Public school employees around the state are experiencing
significant changes to health insurance plans, either by their own choice or
board action, as districts fight to contain skyrocketing costs.
Two school districts on opposite sides of the state drew
attention last year after both declared their respective contract talks were at
an impasse and implemented new health insurance measures. Both Holland Public
Schools and St. Clair Shores Lakeview Public Schools dropped the Michigan
Education Special Services Association, a third-party administrator affiliated
with the Michigan Education Association, in favor of less expensive plans for
providing health benefits.
By dealing directly with insurance companies, schools can reduce
costs by thousands of dollars per employee. Lakeview expects to save $500,000 a
year with the switch. A typical MESSA package can top $16,000 a year per
teacher. Many districts, such as Holland, have argued for monthly caps in
contract negotiations that would equal $12,000 to $13,000 a year per employee. A
Kaiser Family Foundation study shows the average cost of health insurance
nationwide is about $10,880 per family.
"A lot of schools are starting to go away from MESSA," says
Holland Superintendent Frank Garcia. "We were one of the first to take a stand
on health care costs."
MESSA is a large part of ongoing contract struggles for Ironwood
Public Schools in the Upper Peninsula. Health insurance expenditures there have
more than doubled in the last five years and now cost taxpayers over $16,000 a
year per teacher. Other districts report 15 percent annual increases.

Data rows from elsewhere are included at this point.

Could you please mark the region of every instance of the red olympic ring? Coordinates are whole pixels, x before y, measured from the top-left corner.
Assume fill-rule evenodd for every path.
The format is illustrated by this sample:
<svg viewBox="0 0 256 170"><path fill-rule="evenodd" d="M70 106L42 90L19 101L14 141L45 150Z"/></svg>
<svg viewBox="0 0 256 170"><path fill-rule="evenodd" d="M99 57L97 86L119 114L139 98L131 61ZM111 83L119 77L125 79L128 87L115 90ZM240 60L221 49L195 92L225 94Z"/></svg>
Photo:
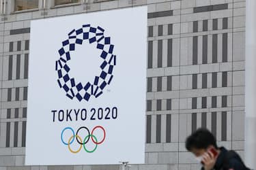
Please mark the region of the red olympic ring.
<svg viewBox="0 0 256 170"><path fill-rule="evenodd" d="M94 139L92 137L93 135L94 135L94 131L95 129L96 129L97 128L100 128L101 129L102 129L103 132L104 132L104 137L103 137L103 139L101 141L99 141L99 142L97 142L97 141L94 141ZM106 131L105 131L105 129L104 129L104 128L102 126L95 126L94 128L94 129L92 129L92 131L91 131L91 140L92 141L95 143L95 144L101 144L102 143L102 142L105 140L105 137L106 137Z"/></svg>

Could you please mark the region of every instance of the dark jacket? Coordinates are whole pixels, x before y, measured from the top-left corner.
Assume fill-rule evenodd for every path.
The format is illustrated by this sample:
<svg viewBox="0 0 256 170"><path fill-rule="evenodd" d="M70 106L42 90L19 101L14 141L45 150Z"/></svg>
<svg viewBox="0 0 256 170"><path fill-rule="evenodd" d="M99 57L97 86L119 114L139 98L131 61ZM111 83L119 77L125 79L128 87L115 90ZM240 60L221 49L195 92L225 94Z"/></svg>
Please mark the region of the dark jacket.
<svg viewBox="0 0 256 170"><path fill-rule="evenodd" d="M215 170L249 170L242 162L240 156L234 151L227 150L221 147L214 169ZM201 169L204 170L203 167Z"/></svg>

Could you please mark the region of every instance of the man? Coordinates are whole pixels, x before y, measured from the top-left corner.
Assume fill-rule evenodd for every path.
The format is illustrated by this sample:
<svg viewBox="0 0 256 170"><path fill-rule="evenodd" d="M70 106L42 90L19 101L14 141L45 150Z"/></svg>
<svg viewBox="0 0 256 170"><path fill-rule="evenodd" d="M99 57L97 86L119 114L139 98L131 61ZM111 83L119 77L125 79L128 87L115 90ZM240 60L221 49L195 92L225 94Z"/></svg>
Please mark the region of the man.
<svg viewBox="0 0 256 170"><path fill-rule="evenodd" d="M188 137L186 148L203 165L202 170L249 169L236 152L218 148L214 136L205 129L199 129Z"/></svg>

The Ironwood Daily Globe quoted a brief filed by the Ironwood
school district with the Michigan Employment Relations Commission as stating,
"Statewide, school districts are frustrated with the MEA’s refusal to negotiate
cost containment and are declaring impasse and unilaterally instituting employee
Also frustrating for schools is MESSA’s refusal to disclose
aggregate claims data to individual districts. This hampers school boards two
ways. First, they have trouble seeking competitive bids from other health
insurance providers because there is no claims data history for other bidders to
use in comparison. Secondly, without obtaining other insurance bids, the
district cannot present that information during collective bargaining sessions
with employee unions.
A package of bills in the Legislature could change how schools
handle health care insurance for teachers and other employees by allowing
districts to pool together and self-insure employees. The plan has been
estimated to reduce costs by hundreds of millions of dollars, which schools in
turn could spend on higher teacher salaries, hiring more teachers, buying new
textbooks or investing in infrastructure.
A pilot program for just such an approach is being used in
Ottawa and Kent counties. Known as the West Michigan Health Insurance Pool, it
serves 11 school districts and covers more than 1,000 employees, although none
are teachers. Participating districts have said it will reduce costs by as much
as 10 percent yearly.
The changes are beginning to have a ripple effect statewide, as
teachers voluntarily move away from MESSA in exchange for other benefits.
Teachers in the Pinckney schools, for example, voted 97 percent
in favor of dropping the MEA’s MESSA in order to save jobs. The change will
reduce costs by about $800,000, which the district said would be enough to
maintain current staffing levels for the next school year.
In the Bay City Public Schools, all employee unions except the
teachers agreed to open their contracts this year and switch insurance plans,
moving from MESSA Super Care I to a less costly MESSA PPO. The move reduced
costs by about $190,000. Contracts between the schools and all eight employee
unions are up for negotiation this summer, and officials said they could slash
$4 million of a projected $7.5 million budget deficit if all employees would
abandon MESSA completely in favor of a less expensive plan with equal coverage.
Other districts are settling contracts by giving teachers a
choice between the MESSA plans. Those who chose to keep the more expensive Super
Care I must pay the difference between it and the PPO, which the schools say
they can afford to provide at no cost to employees.
"It comes down to financial stability and survival," Garcia
said. "Our board is committed to the community, to our students and to our
programs. Our two heaviest burdens are retirement costs and health care, but we
still need to maintain a financially viable district."